Word Embeddings Explainer

What are word embeddings?

Imagine if every word had an address you could look up in an address book. Now also imagine if words that shared meaning lived in the same neighborhood. This is a simplified metaphor for word embeddings.

For a visual example, here are simplified word embeddings for common 4- and 5-letter english words.

Wordville

I’ve drawn 3 neighborhoods over this embedding to illustrate the semantic groupings.

What are they good for?

A word embedding model transforms words into numbers so that we can do interesting measurements with them. Below are some applications of word embeddings.

Word Similarity

You can ask a word who its neighbors are. With enough words, this similarity query can work like a synonym finder. In the 2D grid representation above, each immediate neighbor is equally distant from some central term, but with the full dimension word embeddings you can get a more nuanced similarity score for each word.

Sentence Similarity

Sentences are made of words, so we can calculate a semantic distance between sentences using embeddings. Here’s 3 sample sentences, with words we have addresses for in bold.
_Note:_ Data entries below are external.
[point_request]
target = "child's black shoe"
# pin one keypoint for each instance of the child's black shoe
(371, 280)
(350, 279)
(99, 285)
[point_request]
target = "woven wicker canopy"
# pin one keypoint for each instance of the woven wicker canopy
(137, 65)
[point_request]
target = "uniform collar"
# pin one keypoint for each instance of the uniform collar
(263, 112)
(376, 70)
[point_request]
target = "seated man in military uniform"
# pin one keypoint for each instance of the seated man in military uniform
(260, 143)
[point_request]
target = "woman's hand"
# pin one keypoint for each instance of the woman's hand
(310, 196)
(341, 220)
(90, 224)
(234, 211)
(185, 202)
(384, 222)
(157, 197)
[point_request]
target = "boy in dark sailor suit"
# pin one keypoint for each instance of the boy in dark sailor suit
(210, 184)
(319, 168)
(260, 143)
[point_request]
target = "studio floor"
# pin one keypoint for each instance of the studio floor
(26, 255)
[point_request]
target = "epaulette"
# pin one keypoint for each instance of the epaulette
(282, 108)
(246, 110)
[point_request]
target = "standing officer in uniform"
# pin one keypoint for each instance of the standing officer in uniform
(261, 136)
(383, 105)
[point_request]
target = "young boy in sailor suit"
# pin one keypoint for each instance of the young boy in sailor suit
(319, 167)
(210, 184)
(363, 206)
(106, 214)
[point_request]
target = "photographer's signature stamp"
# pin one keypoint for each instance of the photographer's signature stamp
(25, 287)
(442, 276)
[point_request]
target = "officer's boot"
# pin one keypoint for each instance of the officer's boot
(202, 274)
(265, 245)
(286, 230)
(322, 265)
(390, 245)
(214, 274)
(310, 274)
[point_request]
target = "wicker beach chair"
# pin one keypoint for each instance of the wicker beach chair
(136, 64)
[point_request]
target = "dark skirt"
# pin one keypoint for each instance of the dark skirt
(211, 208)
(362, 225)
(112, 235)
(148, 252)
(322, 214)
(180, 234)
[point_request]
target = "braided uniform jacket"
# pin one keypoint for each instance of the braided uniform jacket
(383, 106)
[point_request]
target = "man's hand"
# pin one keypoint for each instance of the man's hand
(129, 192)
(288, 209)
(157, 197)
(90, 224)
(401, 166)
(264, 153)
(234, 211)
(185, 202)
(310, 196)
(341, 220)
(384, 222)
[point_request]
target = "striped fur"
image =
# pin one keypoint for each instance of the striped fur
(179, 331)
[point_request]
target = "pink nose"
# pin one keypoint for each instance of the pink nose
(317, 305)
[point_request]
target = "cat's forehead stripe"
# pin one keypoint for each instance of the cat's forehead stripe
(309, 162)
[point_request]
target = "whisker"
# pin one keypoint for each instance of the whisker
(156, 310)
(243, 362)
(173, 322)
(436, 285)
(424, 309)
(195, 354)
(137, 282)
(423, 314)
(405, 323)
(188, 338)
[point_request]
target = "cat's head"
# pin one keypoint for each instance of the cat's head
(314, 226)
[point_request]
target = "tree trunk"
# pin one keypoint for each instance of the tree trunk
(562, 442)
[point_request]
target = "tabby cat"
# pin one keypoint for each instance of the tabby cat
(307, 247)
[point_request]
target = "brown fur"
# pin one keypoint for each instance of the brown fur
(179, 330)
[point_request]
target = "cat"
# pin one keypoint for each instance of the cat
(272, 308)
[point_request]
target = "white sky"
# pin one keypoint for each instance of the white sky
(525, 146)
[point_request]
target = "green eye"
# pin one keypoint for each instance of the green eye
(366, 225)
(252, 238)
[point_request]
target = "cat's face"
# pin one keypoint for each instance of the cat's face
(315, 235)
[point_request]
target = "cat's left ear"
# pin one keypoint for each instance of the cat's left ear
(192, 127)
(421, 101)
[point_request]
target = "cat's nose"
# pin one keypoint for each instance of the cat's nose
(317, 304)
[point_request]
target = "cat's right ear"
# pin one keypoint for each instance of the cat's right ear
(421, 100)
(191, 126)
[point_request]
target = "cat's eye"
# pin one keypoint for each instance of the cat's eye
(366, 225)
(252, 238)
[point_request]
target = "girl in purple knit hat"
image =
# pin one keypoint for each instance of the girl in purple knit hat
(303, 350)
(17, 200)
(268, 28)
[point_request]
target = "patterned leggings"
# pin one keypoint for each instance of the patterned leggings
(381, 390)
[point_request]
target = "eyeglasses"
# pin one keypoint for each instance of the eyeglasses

  1. There’s a tall patch of grass.
  2. The root of the tree is in soil.
  3. Let’s chat about pizza and cake!

It’s clear to us, as humans, that the first two sentences share meaning and the 3rd sentence is different than them. A common way of calculating the similarity of two pieces of text is to count how many words overlap — however, none of the sentences above have any meaningful words in common (once we remove common stopwords like “the”). When measuring similarity in this way, all three of our example sentences are equally similar, since they all don’t share any words. With word embeddings, we can use semantic distance for this case.

Measuring semantic similarity with embeddings

With word embeddings there are a few ways to measure the similarity of two sentences.

  1. Average Embeddings - Find the average location (centroid) of the words in both sentences. Then measure the distance between these two average locations.
  2. Word Movers Distance - Find the total cost of moving from all the words in one sentence to all the words in another sentence.
  3. Soft Cosine Similarity - Combine the magic of linear algebra and the location of your word embeddings to create a new space to measure similarity. (There’s a lot behind this one, but you should know that its fast and it works well.)

What’s the difference between this simplification and actual word embeddings?

Word embeddings are usually more than 2 dimensions (commonly 50, 100, 200, and 300). For this example, I used the 300D vectors trained on Google News. That high dimensionality is helpful for solving large computational problems, and each dimension captures some unique semantic structure of the words given text the model was trained on.

To get to the 2D Map of Wordville, I did the following:

  1. I used this helpful list of common english words as a source. I looped through that list in order, picking out words that were 4- or 5-letters long (so their label would fit in the map) and were semantically similar (measured with a word embedding model) to some basic seed words (car, dog, food) until I had 625 words.
  2. Projected the vectors of these words down to two dimensions with a technique called Universal Manifold Approximation and Projection (UMAP).
  3. Used an optimization algorithm to map each point in 2D to a grid of 2D points, following this notebook.

How can I make my own word embeddings?

The gensim library in python allows you to create your own word embeddings. It requires your input text to be tokenized.

Here’s a basic example – we will create a model from 10000 copies of 4 tokenized sentences. (Note: You will not get good results with this input data.)

import gensim 

tokenized_sentences = [
    ['I', 'love', 'my', 'cat', '.'],
    ['I', 'love', 'my', 'dog', '!'],
    ['I', 'love', 'my', 'cat', ',', 'sometimes', '.'],
    ['I', 'also', 'like', 'my', 'dog', '!']
]

many_tokenized_sentences = tokenized_sentences * 10000

# create the model
model = gensim.models.Word2Vec(sentences=many_tokenized_sentences)

# find similar words
model.wv.most_similar('cat')

One thing to note is that in comparison to other common NLP tasks, you will not want to remove stopwords or punctuation from the vocabulary, since they play an important role in providing context.